Okay, so maybe we can expect a really big earthquake soon, but at least we’re retrofitting fire stations and bridges to meet seismic code, right? Technically, yes… however that is not the whole story. Portland’s zone 3 seismic code standards anticipate an earthquake about the size of the Loma Prieta quake. They are weaker than California’s zone 4 standards. Even zone 4 standards aren’t intended to withstand a sustained M9+ event (like Cascadia). Only Japan and Chile are building to withstand such great quakes. Furthermore, seismic standards are intended only to prevent total collapse, thus protecting lives; the building may not be safe or usable afterward. But for earthquakes larger or longer than the seismic code zone anticipates, total collapse may occur. So a school or fire station built to meet Portland’s seismic code has no assurances it will remain standing nor protect life, much less remain functional and safe, after a Cascadia subduction zone megathrust earthquake… an earthquake at least 1000 times more energetic than what we're building to withstand.
So why are our seismic codes so lax? Two reasons: 1) It is only in recent years we have come to understand the severity of the earthquake threat we face here in the Pacific Northwest, and 2) Money. In general, stronger seismic standards mean higher building costs. And that often leads to political push-back from developers. However there are economical ways to build stronger, if you think outside the box… literally.

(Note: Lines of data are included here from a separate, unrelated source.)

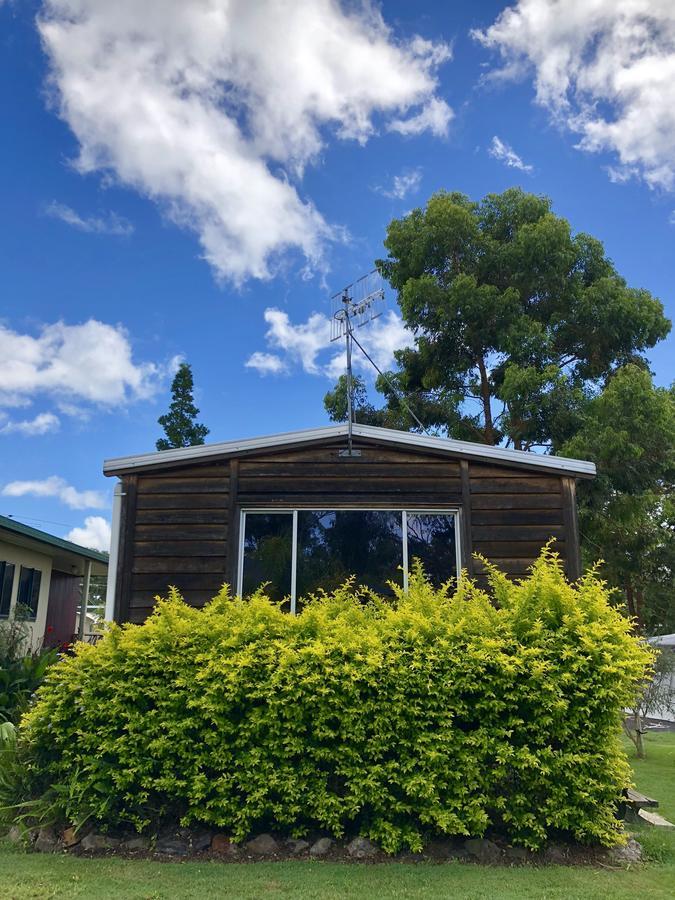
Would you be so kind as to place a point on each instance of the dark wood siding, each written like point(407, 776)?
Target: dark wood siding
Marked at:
point(180, 536)
point(180, 525)
point(513, 514)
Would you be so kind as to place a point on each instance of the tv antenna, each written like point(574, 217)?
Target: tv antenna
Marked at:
point(351, 308)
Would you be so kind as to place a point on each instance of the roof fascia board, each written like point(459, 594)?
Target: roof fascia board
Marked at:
point(446, 446)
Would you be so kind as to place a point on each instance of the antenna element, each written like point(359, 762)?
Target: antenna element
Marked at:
point(352, 308)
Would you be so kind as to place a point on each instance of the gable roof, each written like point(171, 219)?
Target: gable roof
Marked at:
point(27, 531)
point(467, 449)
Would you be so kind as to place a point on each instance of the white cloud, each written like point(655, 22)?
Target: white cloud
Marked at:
point(506, 154)
point(408, 182)
point(41, 424)
point(307, 345)
point(74, 364)
point(266, 363)
point(604, 68)
point(110, 223)
point(95, 534)
point(58, 488)
point(210, 107)
point(434, 117)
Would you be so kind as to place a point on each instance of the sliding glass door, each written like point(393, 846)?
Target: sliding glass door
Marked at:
point(299, 551)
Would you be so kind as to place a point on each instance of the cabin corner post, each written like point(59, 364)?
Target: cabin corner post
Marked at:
point(465, 516)
point(113, 560)
point(125, 559)
point(232, 562)
point(571, 522)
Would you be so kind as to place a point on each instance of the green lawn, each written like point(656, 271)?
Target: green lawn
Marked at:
point(30, 875)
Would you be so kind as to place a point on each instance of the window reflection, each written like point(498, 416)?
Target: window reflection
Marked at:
point(332, 545)
point(268, 543)
point(431, 539)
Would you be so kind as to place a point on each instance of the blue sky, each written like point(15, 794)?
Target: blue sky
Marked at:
point(161, 197)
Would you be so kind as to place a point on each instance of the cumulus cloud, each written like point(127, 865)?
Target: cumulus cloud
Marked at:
point(43, 423)
point(266, 363)
point(74, 364)
point(506, 154)
point(95, 534)
point(110, 223)
point(435, 117)
point(408, 182)
point(307, 345)
point(211, 107)
point(57, 487)
point(604, 69)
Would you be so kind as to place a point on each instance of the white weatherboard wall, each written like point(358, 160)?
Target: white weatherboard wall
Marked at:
point(32, 560)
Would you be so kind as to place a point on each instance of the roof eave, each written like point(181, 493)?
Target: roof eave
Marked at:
point(576, 467)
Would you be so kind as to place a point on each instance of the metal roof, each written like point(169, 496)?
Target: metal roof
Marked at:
point(483, 452)
point(7, 524)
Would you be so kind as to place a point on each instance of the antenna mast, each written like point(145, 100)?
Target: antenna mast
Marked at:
point(353, 307)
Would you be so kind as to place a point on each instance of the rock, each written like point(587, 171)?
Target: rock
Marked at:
point(483, 850)
point(168, 845)
point(263, 845)
point(297, 846)
point(362, 848)
point(647, 817)
point(46, 841)
point(16, 835)
point(222, 845)
point(139, 843)
point(440, 850)
point(70, 837)
point(517, 854)
point(95, 841)
point(200, 841)
point(320, 847)
point(630, 853)
point(555, 854)
point(410, 857)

Conventional buildings contain many joints between walls, roof & foundation. During an earthquake these joints, called “moment connections,” are subjected to enormous stresses. If the stress is great enough or prolonged enough, the joint fails and the building collapses. Creating stronger joints can rapidly escalate construction costs, yet failure of the joint is still possible. A better and more economical approach is to reduce the number of moment connections in a building. A building without any would distribute seismic loads evenly across the entire structure. A thin-shelled one-piece (i.e. monolithic) dome made of steel- & fiber-reinforced concrete would have few, if any, consequential moment connections an earthquake could damage. This type of building has by far the best chance of surviving Portland’s greatest seismic threat. Amazingly, a large monolithic dome structure is less costly to build, heat or maintain than similar sized conventional structures.